Or how to do a dirty deed with IE’s own quirks

Okay, so I admit two things. First, I hate MSIE6 with a passion; IE7 isn’t much better; IE8 is an improvement (unless it’s in quirks mode, but let’s not talk about that). Second, I came upon this after my initial searching turned up nothing. Once I got this trick to work, I was convinced this shouldn’t work and that there had to be a better way of doing it. So, I did a little more digging and then stumbled upon the very last response to a similar predicament on Stack Overflow. The poster obviously didn’t check their reply, because two fragments that look like they should have had example code are blank. It’s worth reading, though, and it gave me comfort in knowing that someone else was doing the same naughty things I was!

Either way, it didn’t matter–I figured out a separate way to trick MSIE without having to litter the page with new CSS classes or make any unusual modifications to the DOM. Better yet, my solution gives you some programmatic control. It does rely on a similar trick, however, and should probably be taken with a grain of salt. Of course, there’s about a dozen different ways you could do this, including many more that others have undoubtedly pointed out over the years (the earliest reference I’ve found in my searches goes back to 2008, but good luck finding them through Google).

Here it is:

<script type="text/javascript">
var ie6 = false;
$(document).ready(function(){
    // Do your stuff here.
 
    if (ie6) {
        // Do IE6-specific stuff here.
    }
});
</script>
<!--[if IE 6]>
<script type="text/javascript">
ie6 = true;
</script>
<![endif-->

Obligatory Disclaimer

Obviously, this isn’t the best solution. If you’re having to do weird things specifically to support a browser that is well on its way out of this world, you’re probably doing it wrong. There probably is a better solution (really!), but I can think of a handful of legitimate use cases where some trick like this is a necessity. For instance: Displaying some fancy code for people still running MSIE6 telling them to upgrade. Maybe even displaying a virtual sympathy card for being a corporate user chained to the dark past… :)

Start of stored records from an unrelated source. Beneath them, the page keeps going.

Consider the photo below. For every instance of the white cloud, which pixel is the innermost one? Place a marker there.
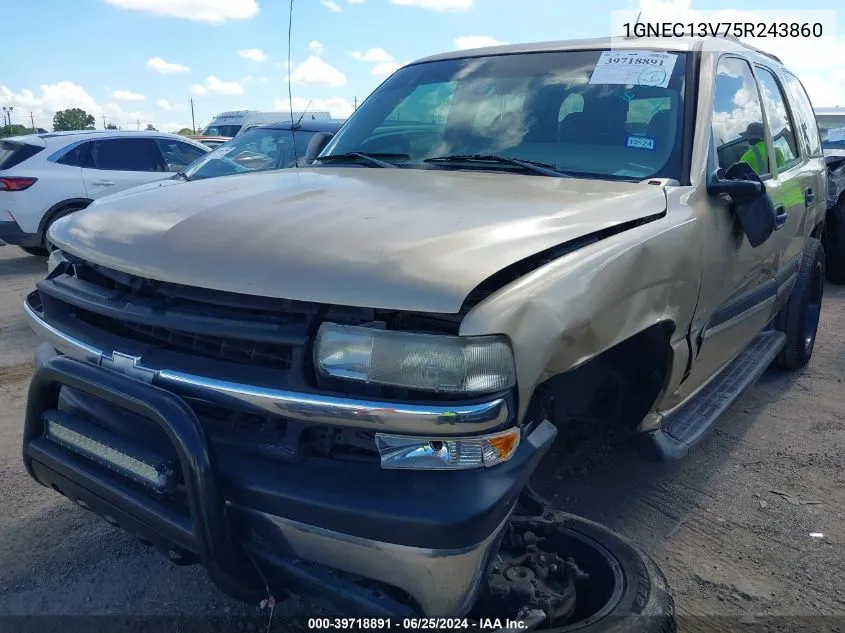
(332, 6)
(127, 95)
(475, 41)
(211, 11)
(165, 68)
(255, 54)
(372, 55)
(67, 94)
(386, 68)
(437, 5)
(315, 71)
(816, 61)
(213, 84)
(339, 107)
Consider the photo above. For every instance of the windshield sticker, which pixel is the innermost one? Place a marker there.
(634, 68)
(640, 142)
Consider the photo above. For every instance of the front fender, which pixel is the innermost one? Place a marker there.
(574, 308)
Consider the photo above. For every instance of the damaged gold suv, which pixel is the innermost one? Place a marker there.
(359, 364)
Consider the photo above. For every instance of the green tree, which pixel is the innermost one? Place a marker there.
(15, 129)
(72, 119)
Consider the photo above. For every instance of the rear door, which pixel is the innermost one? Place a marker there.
(740, 282)
(791, 184)
(114, 164)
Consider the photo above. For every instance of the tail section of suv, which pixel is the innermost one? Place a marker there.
(46, 176)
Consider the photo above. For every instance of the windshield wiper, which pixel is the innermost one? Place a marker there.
(544, 169)
(372, 158)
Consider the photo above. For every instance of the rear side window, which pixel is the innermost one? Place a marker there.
(12, 154)
(126, 154)
(177, 154)
(780, 122)
(806, 124)
(75, 157)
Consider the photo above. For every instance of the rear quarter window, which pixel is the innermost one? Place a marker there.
(12, 154)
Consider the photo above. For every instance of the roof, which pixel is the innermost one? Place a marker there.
(99, 133)
(307, 125)
(682, 44)
(837, 111)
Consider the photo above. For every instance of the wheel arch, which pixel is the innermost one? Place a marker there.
(50, 214)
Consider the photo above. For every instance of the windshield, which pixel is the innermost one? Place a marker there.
(257, 150)
(221, 130)
(832, 129)
(588, 113)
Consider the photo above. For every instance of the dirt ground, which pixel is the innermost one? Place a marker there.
(731, 526)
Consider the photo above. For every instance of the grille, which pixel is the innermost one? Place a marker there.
(203, 345)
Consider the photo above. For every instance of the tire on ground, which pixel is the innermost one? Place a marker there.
(799, 318)
(645, 606)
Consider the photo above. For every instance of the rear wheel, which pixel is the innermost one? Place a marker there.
(799, 318)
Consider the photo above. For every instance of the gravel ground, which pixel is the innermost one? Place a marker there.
(730, 526)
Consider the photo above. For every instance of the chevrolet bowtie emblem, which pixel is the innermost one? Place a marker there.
(128, 365)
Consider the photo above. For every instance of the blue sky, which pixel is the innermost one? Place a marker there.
(142, 60)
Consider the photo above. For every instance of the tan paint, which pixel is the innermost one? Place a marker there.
(422, 240)
(389, 238)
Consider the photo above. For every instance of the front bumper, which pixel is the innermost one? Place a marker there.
(429, 534)
(11, 233)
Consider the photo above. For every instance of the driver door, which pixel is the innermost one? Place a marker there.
(740, 283)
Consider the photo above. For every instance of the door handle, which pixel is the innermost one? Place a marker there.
(780, 216)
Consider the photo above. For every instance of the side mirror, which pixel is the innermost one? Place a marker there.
(749, 200)
(318, 144)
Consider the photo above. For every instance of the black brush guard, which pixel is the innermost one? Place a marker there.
(204, 536)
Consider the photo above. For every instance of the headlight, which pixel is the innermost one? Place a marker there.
(430, 362)
(399, 451)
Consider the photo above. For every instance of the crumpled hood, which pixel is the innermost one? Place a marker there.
(383, 238)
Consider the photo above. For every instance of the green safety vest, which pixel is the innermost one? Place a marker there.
(757, 158)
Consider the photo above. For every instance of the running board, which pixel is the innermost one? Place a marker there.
(687, 425)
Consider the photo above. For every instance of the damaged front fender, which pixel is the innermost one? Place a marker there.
(578, 306)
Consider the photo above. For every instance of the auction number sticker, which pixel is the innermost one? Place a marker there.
(634, 68)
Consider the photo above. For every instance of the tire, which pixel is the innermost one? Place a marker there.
(834, 243)
(631, 594)
(799, 318)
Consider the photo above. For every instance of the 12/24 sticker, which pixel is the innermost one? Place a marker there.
(640, 142)
(634, 68)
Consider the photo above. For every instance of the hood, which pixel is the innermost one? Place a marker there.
(380, 238)
(149, 186)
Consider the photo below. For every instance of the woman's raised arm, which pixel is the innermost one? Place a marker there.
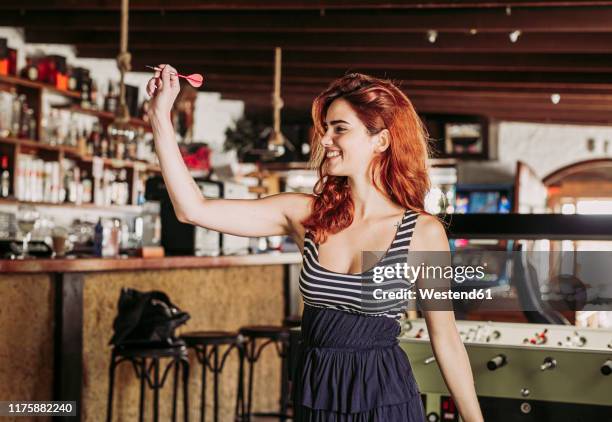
(273, 215)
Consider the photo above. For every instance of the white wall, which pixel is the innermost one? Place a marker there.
(544, 147)
(213, 114)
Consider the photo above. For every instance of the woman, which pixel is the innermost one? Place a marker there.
(372, 151)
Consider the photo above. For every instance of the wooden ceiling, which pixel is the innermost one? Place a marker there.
(564, 47)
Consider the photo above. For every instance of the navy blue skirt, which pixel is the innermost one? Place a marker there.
(351, 369)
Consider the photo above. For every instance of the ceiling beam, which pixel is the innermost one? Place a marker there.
(266, 71)
(530, 86)
(290, 4)
(589, 63)
(575, 19)
(194, 42)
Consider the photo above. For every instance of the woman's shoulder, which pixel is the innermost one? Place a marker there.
(429, 234)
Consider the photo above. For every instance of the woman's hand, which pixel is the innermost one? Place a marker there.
(163, 88)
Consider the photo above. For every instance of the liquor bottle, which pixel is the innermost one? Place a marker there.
(94, 140)
(94, 95)
(18, 101)
(104, 146)
(30, 71)
(5, 177)
(85, 95)
(111, 99)
(31, 124)
(82, 143)
(98, 238)
(87, 188)
(24, 131)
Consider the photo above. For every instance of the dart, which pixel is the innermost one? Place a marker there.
(195, 79)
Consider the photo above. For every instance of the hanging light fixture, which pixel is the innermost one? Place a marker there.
(120, 131)
(277, 142)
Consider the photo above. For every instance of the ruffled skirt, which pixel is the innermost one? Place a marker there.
(351, 369)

This has nothing to do with…

…jQuery? Nope, it doesn’t. I’m aware of that. However, because there are so many similar questions (“how do I detect browser X…”) related to jQuery and very few answers that actually provide a working solution that doesn’t include the deprecated $.browser methods, I figured that it couldn’t hurt to write something that has the words “detect,” “ie6,” and “jQuery” all in the same post title.